Atanmışların seçilmişlere karşı tutumu yalnız bizde değil tüm dünyada her zaman tartışılan bir konu.
Türkiye’de yıllar önce gösterilen “Emret Başbakanım” adlı İngiliz yapımı dizi tümüyle bu konuyu ele alıyordu.
Atanmışların, kimi zaman yalnızca kendi alışkanlıklarını sürdürmek için direndikleri, kimi zaman kendilerine emir verenleri farklı tekniklerle oyalayarak istemedikleri değişikliklere karşı çıktıkları, kimi zaman da onları farklı oyunlarla yönlendirdikleri tarihi romanlarda, oyunlarda, filmlerde her zaman konu edilmiştir.
Çoğu zaman atanmışlar “Tekkeyi bekleyen çorbayı içer, bunlar nasıl olsa bir gün gider burası yine bize kalır” mantığıyla hareket ederler .
Bizde de politikacıların çoğu, özellikle de belli bir oy çokluğuyla iktidar olmamış hükümetler her zaman bürokrasiden şikâyetçi oldular .
***
“Ne yapsak yargıdan dönüyor” diyen başbakanlar da çıktı, “MİT benden darbeyi gizledi” diyenler de…
Ne de olsa, bazı seçilmişlerin bir sabah uyandığında, düne kadar emrinde olanların gelip kendisini hapse tıktığı hatta idam ettiği bir ülkeden söz ediyoruz.
Bu nedenle Başbakan’ın, “Seçilmişleri atanmışlara kul etmem” demesini anlamak zor değil.
Ama sorun yalnızca atanmışlarda değil Türkiye’de.
Seçilmişler de atanmışlar da sonuçta yurttaşlara hizmet için o makamlarda oturuyorlar.
Ama ne atanmışların, ne seçilmişlerin ne yapıp ettiğini yurttaşlar sorgulayamıyor.
Seçilmişler de atanmışlar da bizde ayrıcalıklı sınıf çünkü.
***
Atanmışlara zaten bir şey soramıyorsunuz, sorsanız cevap alamıyorsunuz.

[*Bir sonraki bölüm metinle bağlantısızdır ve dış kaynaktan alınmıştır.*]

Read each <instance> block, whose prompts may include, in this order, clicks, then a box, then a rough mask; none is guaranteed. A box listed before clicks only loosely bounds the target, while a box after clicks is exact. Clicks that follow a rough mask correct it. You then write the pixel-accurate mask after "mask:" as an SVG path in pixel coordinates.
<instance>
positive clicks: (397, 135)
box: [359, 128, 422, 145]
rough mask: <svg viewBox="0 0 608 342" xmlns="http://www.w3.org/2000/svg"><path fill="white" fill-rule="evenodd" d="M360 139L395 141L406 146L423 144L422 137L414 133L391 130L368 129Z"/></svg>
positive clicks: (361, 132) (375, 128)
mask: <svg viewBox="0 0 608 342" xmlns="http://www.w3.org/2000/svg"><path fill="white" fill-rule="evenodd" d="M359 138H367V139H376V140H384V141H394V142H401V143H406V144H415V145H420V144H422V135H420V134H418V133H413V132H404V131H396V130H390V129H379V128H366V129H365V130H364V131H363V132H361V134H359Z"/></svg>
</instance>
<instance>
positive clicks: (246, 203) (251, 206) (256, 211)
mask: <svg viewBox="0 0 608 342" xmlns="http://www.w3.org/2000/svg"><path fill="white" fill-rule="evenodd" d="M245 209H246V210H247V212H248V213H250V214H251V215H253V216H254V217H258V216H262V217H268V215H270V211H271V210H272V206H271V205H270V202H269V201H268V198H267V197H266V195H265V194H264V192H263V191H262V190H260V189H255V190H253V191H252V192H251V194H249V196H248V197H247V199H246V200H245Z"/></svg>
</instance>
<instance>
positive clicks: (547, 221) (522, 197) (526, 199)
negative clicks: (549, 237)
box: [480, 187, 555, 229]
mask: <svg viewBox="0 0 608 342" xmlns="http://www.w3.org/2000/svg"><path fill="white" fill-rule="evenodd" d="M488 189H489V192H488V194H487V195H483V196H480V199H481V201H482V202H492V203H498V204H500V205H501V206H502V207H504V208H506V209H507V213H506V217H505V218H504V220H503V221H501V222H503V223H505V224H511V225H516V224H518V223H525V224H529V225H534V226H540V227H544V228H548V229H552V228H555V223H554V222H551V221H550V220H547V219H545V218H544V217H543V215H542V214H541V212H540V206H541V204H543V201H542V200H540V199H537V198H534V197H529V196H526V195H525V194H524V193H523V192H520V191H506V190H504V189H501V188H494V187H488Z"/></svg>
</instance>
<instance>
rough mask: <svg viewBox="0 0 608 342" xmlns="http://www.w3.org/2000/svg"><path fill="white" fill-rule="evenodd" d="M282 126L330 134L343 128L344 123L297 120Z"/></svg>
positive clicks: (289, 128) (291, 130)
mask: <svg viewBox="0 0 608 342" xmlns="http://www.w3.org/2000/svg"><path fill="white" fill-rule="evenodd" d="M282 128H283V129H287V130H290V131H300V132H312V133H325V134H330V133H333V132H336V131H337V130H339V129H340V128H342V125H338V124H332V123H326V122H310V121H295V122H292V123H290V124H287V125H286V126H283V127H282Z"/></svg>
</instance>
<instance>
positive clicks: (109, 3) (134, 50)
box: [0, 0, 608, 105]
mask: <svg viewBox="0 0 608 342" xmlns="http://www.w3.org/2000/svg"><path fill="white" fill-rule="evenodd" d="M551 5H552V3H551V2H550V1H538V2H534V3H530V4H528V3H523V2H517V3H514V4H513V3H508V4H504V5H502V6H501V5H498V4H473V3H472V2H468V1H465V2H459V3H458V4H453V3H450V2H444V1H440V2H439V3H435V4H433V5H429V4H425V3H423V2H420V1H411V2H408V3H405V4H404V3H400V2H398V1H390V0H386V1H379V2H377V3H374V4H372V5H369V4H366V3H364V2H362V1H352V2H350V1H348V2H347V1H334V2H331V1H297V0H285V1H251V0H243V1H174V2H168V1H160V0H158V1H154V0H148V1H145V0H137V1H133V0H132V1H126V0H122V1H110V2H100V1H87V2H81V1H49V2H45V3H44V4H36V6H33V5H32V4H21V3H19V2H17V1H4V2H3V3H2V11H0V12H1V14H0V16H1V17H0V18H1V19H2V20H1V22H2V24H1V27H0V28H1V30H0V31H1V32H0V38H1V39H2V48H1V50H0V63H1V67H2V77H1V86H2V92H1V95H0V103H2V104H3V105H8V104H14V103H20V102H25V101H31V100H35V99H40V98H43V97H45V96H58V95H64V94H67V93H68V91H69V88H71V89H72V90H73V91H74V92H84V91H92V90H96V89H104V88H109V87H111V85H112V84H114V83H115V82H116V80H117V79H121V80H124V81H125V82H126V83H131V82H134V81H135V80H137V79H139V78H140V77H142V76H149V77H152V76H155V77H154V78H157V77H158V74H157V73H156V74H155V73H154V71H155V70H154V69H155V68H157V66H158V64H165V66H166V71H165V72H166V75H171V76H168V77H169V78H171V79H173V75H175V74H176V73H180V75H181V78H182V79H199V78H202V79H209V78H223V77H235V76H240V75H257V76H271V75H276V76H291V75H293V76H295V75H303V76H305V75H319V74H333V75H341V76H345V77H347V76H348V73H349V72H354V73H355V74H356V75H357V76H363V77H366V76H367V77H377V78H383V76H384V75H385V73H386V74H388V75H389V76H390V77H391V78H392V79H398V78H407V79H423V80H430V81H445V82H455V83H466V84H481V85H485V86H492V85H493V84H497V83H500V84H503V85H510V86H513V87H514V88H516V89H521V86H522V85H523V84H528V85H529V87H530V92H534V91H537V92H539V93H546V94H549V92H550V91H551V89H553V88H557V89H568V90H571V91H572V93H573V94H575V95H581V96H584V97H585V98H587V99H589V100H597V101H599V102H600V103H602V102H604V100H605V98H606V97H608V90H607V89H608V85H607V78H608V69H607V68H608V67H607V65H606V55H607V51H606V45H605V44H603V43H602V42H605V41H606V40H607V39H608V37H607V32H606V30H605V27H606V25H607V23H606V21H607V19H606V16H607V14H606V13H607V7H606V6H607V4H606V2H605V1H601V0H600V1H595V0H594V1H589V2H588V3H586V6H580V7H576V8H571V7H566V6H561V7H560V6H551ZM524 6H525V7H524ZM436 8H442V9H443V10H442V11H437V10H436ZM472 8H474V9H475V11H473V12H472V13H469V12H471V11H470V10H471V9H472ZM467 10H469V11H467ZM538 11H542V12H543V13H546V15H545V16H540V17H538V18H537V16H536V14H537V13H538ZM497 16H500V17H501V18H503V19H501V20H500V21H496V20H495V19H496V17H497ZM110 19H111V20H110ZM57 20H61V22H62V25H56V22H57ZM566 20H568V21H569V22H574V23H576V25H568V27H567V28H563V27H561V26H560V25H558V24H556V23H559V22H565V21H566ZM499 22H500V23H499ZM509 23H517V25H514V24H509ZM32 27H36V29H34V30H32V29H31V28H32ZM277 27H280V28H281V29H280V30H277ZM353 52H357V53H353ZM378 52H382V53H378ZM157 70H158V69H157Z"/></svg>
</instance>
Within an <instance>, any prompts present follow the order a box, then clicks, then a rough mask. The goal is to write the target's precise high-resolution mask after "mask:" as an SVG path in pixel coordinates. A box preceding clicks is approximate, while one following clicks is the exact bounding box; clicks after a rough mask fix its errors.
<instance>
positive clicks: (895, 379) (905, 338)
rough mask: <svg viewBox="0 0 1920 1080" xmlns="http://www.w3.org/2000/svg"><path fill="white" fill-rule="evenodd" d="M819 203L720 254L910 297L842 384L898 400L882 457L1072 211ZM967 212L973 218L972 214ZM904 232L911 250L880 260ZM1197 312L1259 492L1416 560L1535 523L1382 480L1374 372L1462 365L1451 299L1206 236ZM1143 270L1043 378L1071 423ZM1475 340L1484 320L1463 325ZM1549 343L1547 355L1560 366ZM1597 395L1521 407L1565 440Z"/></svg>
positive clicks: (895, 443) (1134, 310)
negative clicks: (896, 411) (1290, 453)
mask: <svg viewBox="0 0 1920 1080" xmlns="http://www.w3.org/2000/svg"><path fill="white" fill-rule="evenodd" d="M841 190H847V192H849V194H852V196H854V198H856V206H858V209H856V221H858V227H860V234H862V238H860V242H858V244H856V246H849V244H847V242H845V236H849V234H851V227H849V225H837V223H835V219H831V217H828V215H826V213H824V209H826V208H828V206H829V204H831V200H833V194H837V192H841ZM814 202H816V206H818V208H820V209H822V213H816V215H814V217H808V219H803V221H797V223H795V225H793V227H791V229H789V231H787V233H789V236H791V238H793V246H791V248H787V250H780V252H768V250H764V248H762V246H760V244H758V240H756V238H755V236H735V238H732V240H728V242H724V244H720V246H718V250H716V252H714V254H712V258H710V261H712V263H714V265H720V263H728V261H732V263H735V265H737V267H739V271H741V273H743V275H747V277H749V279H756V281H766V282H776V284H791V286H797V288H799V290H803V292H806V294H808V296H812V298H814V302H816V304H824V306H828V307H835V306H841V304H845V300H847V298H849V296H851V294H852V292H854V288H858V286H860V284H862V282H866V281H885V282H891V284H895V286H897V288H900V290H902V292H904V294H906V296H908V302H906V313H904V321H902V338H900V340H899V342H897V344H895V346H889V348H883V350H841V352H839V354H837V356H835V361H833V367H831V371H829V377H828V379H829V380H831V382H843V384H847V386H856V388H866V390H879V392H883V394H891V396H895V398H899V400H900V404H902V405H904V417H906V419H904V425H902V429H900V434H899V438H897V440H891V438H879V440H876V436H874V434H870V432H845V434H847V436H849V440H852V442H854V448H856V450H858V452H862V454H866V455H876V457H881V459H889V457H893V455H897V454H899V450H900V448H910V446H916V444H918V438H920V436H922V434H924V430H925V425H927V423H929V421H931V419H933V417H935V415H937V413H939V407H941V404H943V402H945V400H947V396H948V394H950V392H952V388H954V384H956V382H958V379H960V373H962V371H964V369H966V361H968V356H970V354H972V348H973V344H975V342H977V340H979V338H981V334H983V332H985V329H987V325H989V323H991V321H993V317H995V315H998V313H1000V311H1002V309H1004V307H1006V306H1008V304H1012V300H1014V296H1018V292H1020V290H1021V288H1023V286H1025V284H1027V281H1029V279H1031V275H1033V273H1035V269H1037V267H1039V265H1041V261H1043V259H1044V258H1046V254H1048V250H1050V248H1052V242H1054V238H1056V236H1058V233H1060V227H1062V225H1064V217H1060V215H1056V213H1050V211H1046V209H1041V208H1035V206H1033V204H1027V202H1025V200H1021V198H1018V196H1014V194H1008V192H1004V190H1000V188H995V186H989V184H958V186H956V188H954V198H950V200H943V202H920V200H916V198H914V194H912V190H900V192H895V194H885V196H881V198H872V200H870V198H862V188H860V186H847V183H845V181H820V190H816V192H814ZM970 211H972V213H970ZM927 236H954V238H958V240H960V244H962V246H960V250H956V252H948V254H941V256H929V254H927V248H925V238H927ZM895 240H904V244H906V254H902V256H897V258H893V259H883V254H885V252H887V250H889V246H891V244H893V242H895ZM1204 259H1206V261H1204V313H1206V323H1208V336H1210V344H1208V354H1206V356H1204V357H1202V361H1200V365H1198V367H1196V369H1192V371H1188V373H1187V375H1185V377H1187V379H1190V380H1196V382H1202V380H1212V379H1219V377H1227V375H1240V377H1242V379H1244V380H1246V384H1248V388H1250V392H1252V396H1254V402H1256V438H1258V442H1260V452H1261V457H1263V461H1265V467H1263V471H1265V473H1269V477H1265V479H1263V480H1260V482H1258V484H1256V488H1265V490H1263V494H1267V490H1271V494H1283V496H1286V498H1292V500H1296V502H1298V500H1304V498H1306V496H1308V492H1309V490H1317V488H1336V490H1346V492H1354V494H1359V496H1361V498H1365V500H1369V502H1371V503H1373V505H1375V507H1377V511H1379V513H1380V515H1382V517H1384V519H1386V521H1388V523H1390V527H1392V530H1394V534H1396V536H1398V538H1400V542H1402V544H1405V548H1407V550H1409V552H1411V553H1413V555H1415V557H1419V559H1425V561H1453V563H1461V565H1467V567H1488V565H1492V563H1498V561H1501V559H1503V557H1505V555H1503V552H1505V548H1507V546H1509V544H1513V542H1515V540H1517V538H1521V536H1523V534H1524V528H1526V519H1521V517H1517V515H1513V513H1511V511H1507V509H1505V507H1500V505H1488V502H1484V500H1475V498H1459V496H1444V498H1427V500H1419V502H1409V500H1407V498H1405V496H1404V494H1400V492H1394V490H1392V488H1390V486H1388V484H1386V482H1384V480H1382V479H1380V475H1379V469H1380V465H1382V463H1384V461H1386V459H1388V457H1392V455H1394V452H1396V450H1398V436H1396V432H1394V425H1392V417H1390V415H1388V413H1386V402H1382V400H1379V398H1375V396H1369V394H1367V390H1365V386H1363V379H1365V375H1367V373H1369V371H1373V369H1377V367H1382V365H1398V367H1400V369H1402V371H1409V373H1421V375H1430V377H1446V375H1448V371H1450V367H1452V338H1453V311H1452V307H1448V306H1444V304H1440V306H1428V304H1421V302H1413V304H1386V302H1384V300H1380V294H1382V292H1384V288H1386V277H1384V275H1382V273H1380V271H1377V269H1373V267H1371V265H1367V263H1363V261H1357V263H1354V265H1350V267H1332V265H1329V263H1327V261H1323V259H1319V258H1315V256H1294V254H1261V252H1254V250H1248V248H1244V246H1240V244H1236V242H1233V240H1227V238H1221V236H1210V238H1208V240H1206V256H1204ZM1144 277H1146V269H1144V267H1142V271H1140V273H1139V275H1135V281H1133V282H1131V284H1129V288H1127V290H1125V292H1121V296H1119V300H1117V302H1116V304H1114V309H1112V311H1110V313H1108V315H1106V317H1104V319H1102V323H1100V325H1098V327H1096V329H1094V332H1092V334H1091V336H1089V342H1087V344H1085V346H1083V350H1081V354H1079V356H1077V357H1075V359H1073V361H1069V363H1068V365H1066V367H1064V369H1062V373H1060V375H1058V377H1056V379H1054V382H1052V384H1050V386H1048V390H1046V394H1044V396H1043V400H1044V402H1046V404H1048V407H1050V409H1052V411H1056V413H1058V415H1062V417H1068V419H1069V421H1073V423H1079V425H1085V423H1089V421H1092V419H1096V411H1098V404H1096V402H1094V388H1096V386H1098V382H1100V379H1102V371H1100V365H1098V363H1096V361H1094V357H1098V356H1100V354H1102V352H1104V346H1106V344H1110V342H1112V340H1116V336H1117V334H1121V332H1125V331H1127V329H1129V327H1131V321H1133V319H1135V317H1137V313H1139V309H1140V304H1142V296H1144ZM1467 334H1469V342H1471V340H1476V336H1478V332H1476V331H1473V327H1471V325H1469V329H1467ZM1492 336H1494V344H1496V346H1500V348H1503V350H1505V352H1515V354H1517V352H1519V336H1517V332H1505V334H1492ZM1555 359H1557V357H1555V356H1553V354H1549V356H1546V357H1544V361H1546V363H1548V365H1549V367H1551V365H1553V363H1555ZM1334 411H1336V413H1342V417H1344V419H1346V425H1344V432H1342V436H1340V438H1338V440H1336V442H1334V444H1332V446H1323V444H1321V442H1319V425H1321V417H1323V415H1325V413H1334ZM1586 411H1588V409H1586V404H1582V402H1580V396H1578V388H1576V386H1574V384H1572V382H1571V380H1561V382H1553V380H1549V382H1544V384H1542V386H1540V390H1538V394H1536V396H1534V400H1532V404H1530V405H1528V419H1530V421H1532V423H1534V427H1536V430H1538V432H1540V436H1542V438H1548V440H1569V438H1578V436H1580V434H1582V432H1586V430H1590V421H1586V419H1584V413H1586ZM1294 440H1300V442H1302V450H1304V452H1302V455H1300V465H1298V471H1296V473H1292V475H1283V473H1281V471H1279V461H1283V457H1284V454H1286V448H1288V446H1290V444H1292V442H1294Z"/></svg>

Ya onları koruyan bir kalkana çarpıyorsunuz ya onları sınırlayan yasaları bahane ediyorlar ya da daha yüksek makamlardan izin çıkması gerekiyor bir hesap vermeleri için.
Seçilmişlere bir şey sorduğunuz zaman onlar da kızıyor. Her soruya, kendilerine karşı bir komplo, muhaliflerin oyunu gibi bakıyorlar.
Güçler ayrılığı ilkesi, yurttaşların kendi seçtiklerine karşı da haklarını korumaya, en azından seçilmişleri denetlemeye yarar.
Çünkü kim olursa olsun seçilenleri tüm toplum seçmemiştir ve tüm toplumun geleceği adına karar verebilenleri, seçmenin denetleme imkânı ortadan kalkarsa büyük bir tehlike doğar.
O zaman seçilenler ya da atananlar değil yurttaşlar kul olur.